3. Freedom from other people’s opinions

This is a big one. From “What will the neighbours think?” to irrational demands like, “Everyone should respect me”, this self-imposed trap makes many of us unfree. The clothes we wear, the houses we live in, the cars we drive, the places we go to, the words we use, the emotions we display, are all influenced by what others think. It is not always bad to consider “what others may think”. We live in a society and there is nothing wrong in being adjusted to it. But when we depend on other people’s approval for everything we do, we give up our freedom. Such fear of public opinion may also show up as anxiety and make us unable to act effectively. This is well explained by Epictetus.

[A] musician when singing by himself has no anxiety, but when he enters the theatre, he is anxious even if he has a good voice and plays his instrument well; because not only does he wish to sing well, but also to be liked by the crown: but this isn’t in his power. – Epictetus. Discourses 2.13.

So to be free, we need to free ourselves from being concerned about what others might think about us, unless we are doing something offensive to others. Not bothering about public opinion will carry us a long way to total freedom.

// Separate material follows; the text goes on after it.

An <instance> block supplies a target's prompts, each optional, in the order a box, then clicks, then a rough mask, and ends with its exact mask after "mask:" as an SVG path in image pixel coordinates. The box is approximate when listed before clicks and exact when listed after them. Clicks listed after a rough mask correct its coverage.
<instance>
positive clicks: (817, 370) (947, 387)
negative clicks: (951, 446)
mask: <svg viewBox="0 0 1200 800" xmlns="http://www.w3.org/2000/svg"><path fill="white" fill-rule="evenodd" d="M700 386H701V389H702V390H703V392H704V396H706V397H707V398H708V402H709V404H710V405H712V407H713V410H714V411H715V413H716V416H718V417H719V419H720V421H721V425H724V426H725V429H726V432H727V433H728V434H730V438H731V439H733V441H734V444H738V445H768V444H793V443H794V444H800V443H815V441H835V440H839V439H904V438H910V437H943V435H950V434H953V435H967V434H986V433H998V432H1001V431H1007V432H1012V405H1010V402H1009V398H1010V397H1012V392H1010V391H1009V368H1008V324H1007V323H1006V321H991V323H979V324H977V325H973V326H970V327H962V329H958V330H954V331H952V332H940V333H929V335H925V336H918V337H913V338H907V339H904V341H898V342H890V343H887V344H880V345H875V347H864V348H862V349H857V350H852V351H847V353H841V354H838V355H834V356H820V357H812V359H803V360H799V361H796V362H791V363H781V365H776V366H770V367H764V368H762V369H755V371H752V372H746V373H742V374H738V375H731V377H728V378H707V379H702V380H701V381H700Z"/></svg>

4. Freedom from the fear of sickness, including death

The thoughts that we should always be healthy and never die are irrational beliefs and not consistent with reality. We can deal with this in two ways. First, we must realize that sickness and death are inevitable and, therefore, not under our control. Second, because these are not under our control, we should accept them and not be afraid of them. Here is Epictetus in conversation with a student:

“Do you mean to say that you are immune from illness, death, age, and disease?”
“No, but I would die and bear disease God-like. This much is in my power. This I can do. All other things you say are not in my power and I cannot do them. I will show you the strength of a philosopher.”
“What kind of strength are you talking about?”
“A desire that is always fulfilled. An aversion that does not face what it wants to avoid. The right choice. A well-considered assent. This is what you shall see.”
– Epictetus, Discourses 2.9 

What is Epictetus talking about here? He is just saying that if you can do nothing about death or disease, accept it with dignity. Your only other alternative is to be miserable.

How about other things that enslave us?

Here we covered four major causes of our being trapped, losing our freedom. But if we look more closely, the causes and solutions are the same, no matter what the problem is. The structure of all our problems is the same, no matter where they arise, when they arise.

  1. We have an irrational belief. (For example, my past and future should be under my control, others should not have more than me, others should always think well of me, I should never get sick.) These beliefs are irrational because they are not under our control.
  2. We think we can control things by controlling what is not under our control. (For example, we cannot change our past, change everyone’s thinking, or live forever.)
  3. We think once change the externals we will be free. (For example, we think we will be free if we have more money, more prestige, and the like.) Externals don’t have the power to set us free.

So the only way to be totally free is to identify the irrational beliefs that underlie our thinking, realize that we are trying to control what cannot be controlled by manipulating the externals, and fully know that externals can never lead us to freedom. Once we fully comprehend this, then we will be fully focussed on what is under our control. When you are only dealing with what is under your control, you are totally free and no one can take this freedom from you.